Mosques of Southeastern Crimea in Drawings and Lithographs
Vincent Roussin: enchanting drawings of Crimean mosques.
Roza Krymska. Newspaper "Krymska Svitlytsia", 2018, issue No. 51
The southeast of Crimea is unique from the point of view of the medieval history of the peninsula, but not as popular among visitors as the Southern Coast. And if people drop by Feodosia at least to visit the Aivazovsky Gallery and lie on the sands of the Golden Beach, then Staryi Krym resembles more of an urban-type settlement. But both cities and the surrounding villages are united by a single historical leitmotif: it was in these places that important events of Muslim Crimea took place.

Mosque in Kolech, Konstantin Bogaevsky
Today, associations with Crimean Tatar culture are geographically linked precisely with Bakhchisaray, that is, with the west of the peninsula. At the same time, people forget (or do not know) about the role of the southeast. While Staryi Krym (Qırım, Solkhat) in its heyday (14th century) was compared to Damascus, Feodosia (Kefe) was called nothing other than "Kuchuk-Istanbul", that is, "little Istanbul", because the city belonged to the Ottoman Empire and, before the arrival of Russia, was the second most important in the Black Sea and the first in size on the entire Crimean Peninsula.
But the change of power led to radical transformations: for example, the majority of the Muslim population emigrated from Feodosia, and at the beginning of the 19th century, the mosque of Sultan Selim, Buyuk Cami, was dismantled (ironically, the mosque was built on the site of a Byzantine church, and already during the Russian Empire, in 1870, the Alexander Nevsky Cathedral was erected here, which was destroyed by the Soviet government literally half a century later).
Fortunately, not all monuments were destroyed. This is evidenced by the drawings and lithographs of the Feodosia artist of French origin Vincent (Vikentiy) Roussin. Here you can see mosques of which only foundations remain today – the Karagoz and the mosque in Kolech-Mechet.
A lithograph depicting a mosque in the settlement of Karagoz (after 1948 – the village of Pervomayske in the Kirovsky district) was created in 1843. On it we can see peasants walking (and some riding) to the mosque – a rectangular building with a tiled dome-shaped roof traditional for Crimean Tatars and a minaret. The Karagoz Mosque is one of the oldest monuments of the Golden Horde period, a typical example of Ottoman architecture. It was dismantled in Soviet times.
Similar to the Karagoz Mosque is the mosque in Kolech, which disappeared together with the settlement. Today, Kolech-Mechet is the southern part of the village of Novopokrovka in the Kirovsky district. The mosque has remained on pencil drawings – sketches for lithographs.

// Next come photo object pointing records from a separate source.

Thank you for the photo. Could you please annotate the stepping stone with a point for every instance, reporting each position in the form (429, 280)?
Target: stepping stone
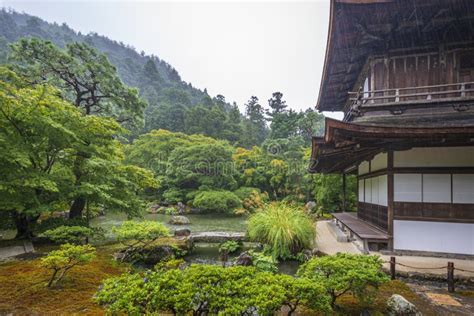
(443, 299)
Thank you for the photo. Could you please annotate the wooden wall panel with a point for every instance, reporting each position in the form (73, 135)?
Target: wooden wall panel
(438, 212)
(375, 214)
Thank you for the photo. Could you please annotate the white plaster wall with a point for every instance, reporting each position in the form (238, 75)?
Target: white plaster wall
(434, 236)
(361, 191)
(407, 187)
(383, 189)
(368, 190)
(379, 162)
(363, 167)
(435, 157)
(463, 188)
(437, 188)
(375, 190)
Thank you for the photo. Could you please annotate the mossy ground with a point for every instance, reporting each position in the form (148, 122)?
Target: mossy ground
(23, 287)
(350, 306)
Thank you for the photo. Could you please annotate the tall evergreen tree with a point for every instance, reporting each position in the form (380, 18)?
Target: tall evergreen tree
(88, 80)
(276, 104)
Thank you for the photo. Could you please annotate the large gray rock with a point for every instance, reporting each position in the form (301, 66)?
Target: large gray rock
(399, 306)
(181, 208)
(16, 248)
(244, 259)
(182, 232)
(179, 220)
(310, 206)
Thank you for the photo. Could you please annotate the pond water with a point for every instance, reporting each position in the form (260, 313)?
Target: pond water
(202, 252)
(198, 222)
(207, 253)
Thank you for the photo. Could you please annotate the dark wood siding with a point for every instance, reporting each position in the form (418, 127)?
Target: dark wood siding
(375, 214)
(441, 212)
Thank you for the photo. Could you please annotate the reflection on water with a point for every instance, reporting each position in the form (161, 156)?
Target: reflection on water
(198, 222)
(208, 253)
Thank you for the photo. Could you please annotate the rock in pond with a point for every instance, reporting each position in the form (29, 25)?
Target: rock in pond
(181, 208)
(182, 232)
(179, 220)
(397, 305)
(244, 259)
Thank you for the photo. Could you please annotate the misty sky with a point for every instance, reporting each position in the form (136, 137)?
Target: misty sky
(236, 49)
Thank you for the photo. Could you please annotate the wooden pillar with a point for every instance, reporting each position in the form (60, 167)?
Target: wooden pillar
(390, 197)
(344, 190)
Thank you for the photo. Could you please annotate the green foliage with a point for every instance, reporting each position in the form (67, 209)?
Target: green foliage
(174, 195)
(262, 262)
(230, 246)
(302, 292)
(137, 236)
(170, 264)
(208, 165)
(86, 77)
(51, 223)
(143, 231)
(64, 259)
(216, 201)
(42, 142)
(204, 290)
(252, 199)
(359, 275)
(69, 234)
(285, 229)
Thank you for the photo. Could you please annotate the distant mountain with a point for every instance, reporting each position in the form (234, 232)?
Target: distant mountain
(154, 77)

It is also characterized as an example of Ottoman architecture built during the Golden Horde. Interestingly, it was renovated around 1917, but the monument was destroyed during the Civil War. And in the 1950s, in the process of replanning the village of Pokrovka, the mosque was dismantled.

Karagoz Mosque, Konstantin Bogaevsky
Of course, Vincent Roussin did not ignore the famous mosque of Khan Uzbek of 1314. In several pencil drawings, it can be seen that this monument was in a much worse condition than the previous two. A broken courtyard and a ruined minaret top, the ruins of a madrasa – all this is disappointing. But Uzbek's mosque was the most fortunate: the building and the area around were restored back in the 20th century, and today this amazing architectural monument gladly welcomes tourists. Khan Uzbek Mosque has a rectangular shape with a gabled tiled roof, which is typical of Anatolian mosques. But the mosque is most remembered, of course, for its unusual entrance: a kind of stone niche framing a carved wooden door.
Today, the Uzbek Mosque is the oldest surviving mosque in Crimea, despite everything. Although, of course, these are only remnants: there were more than a thousand mosques in Crimea. In the context of the conversation about painting and historical monuments of Crimea, it is impossible not to mention another Feodosia artist – Konstantin Fedorovich Bogaevsky.

Khan Uzbek Mosque, Vincent Roussin
Bogaevsky's watercolors differ significantly from Roussin's drawings, but both artists depicted iconic historical monuments of Muslim Crimea: the Karagoz and Kolech mosques. Bogaevsky's works were created in the 1920s. The artist depicted the state of both monuments at that time in quite detail, so we can see the changes that occurred since Roussin's time: the minaret of the Karagoz Mosque is already without a top, and the Kolech Mosque has suffered destruction.
It is known that K. Bogaevsky took part in excavations on the territory of the mosque of Khan Uzbek in 1926, which is indicated by watercolors depicting these places. Medieval Crimea is a mysterious Crimea. We know very little about it, and one of the few sources of information is fine arts. Therefore, the Feodosia artists Vincent Roussin and Konstantin Bogaevsky became true chroniclers of the medieval history of Crimea, who preserved a piece of the past for us.